This library reads SGML document types definitions and parses SGML files accordingly. It may be used for parsing, checking, or converting SGML files.
The Standard Generalized Markup Language (SGML) is a structured document representation suitable for document manipulation, exchange and storage [SGML]. Among other things SGML is the format upon which is based HTML, the World Wide Web Hypertext Markup Language [HTML].
A first version of this library was built on top of James Clark NSGMLS C++ SGML parser, a fully validating and stable parser. Subsequent versions may still use the NSGMLS parser, if the quake variable USE_NSGMLS is true in the m3makefile when compiling the library, but default to a native Modula-3 XML/SGML parser. XML is a subset of SGML being defined by the World Wide Web consortium [XML].
The native Modula-3 library was developed with the goal of removing dependencies on foreign packages (NSGMLS) which needed to be installed separately. Implementing a fully validating SGML parser, however, is a significant task (NSGMLS weights in at 50000 lines). Thus, a subset of SGML, based on XML, was implemented; several secondary options are not implemented. Nonetheless, the implementation goes beyond XML since the HTML 3.2/4.0 document type definitions needed to be handled, as well as common HTML documents. Among other things, tags validation was required in order to detect and supply omitted tags.
Therefore, while the native Modula-3 SGML parser backend still has some limitations, a large part of the needed underlying machinery has been implemented. It has been relatively easy to extend as more features were required. It is expected to continue evolving as it gains more widespread use and as the XML standard matures.
The default path for catalogs is PKG_INSTALL/sgml/src/dtd, where PKG_INSTALL is defined in the m3build template (e.g. /usr/local/modula3-3.6/lib/m3/pkg) for the Modula-3 parser. For NSGMLS, the default value depends on how it was compiled. Document type definitions are provided in this package for HTML 3.2, HTML 4.0, Math HTML, and Linuxdoc.
A Parser object processes the specified sgml files, and calls methods on a user defined Application object for each significant parsing event. The user defined Application object overrides the methods to react appropriately to these events (e.g. print back a modified sgml file, construct an abstract syntax tree...).

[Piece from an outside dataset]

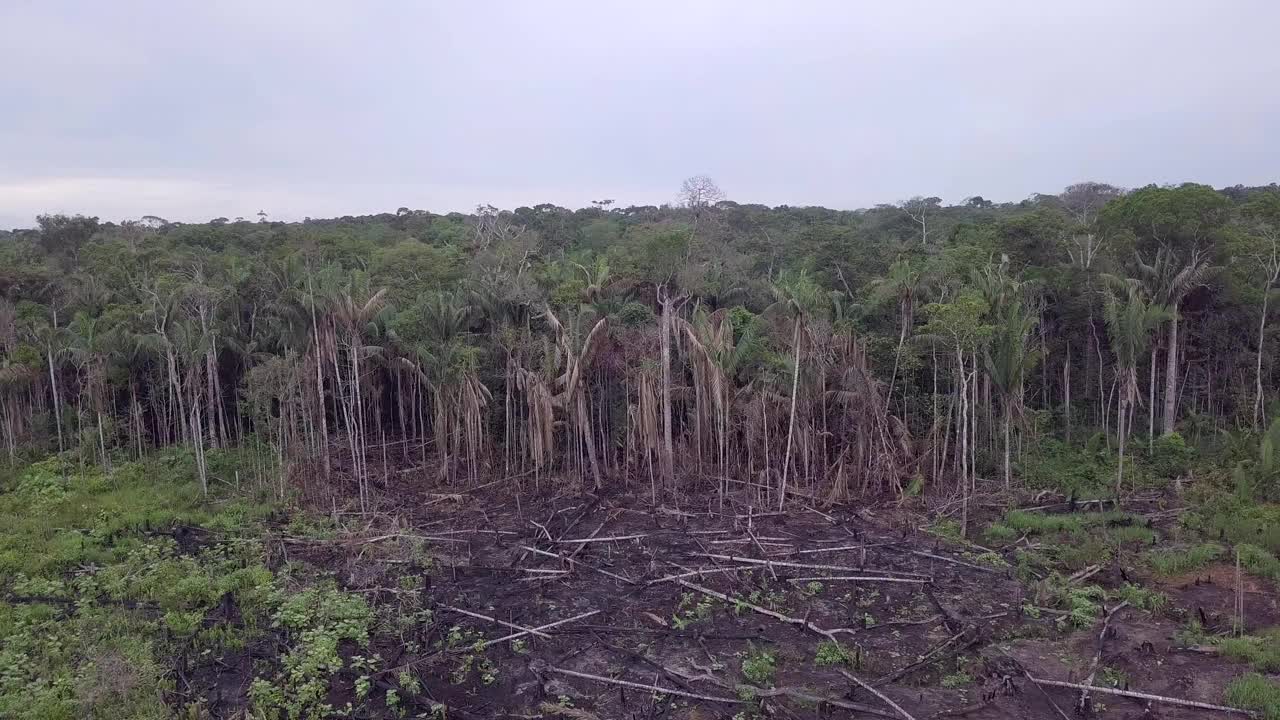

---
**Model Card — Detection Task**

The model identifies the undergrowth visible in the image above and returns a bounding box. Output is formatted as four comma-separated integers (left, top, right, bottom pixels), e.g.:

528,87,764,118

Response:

INTERFACE SGML; IMPORT Rd; TYPE ParserOptions = RECORD showOpenEntities, showOpenElements, outputCommentDecls, outputMarkedSections, outputGeneralEntities, mapCatalogDocument: BOOLEAN := FALSE; defaultDoctype: TEXT; addCatalog, includeParam, enableWarning, addSearchDir, activateLink, architecture: REF ARRAY OF TEXT := NIL; END;
These options define the behavior of the parser.
ShowOpenEntities and showOpenElements produce information about the corresponding entity and element when parsing error messages are issued. OutputCommentDecls, outputMarkedSections and outputGeneralEntities determine if the parser produces events when these SGML constructs are encountered.
DefaultDoctype specifies the document type definition to use when no DOCTYPE tag is found.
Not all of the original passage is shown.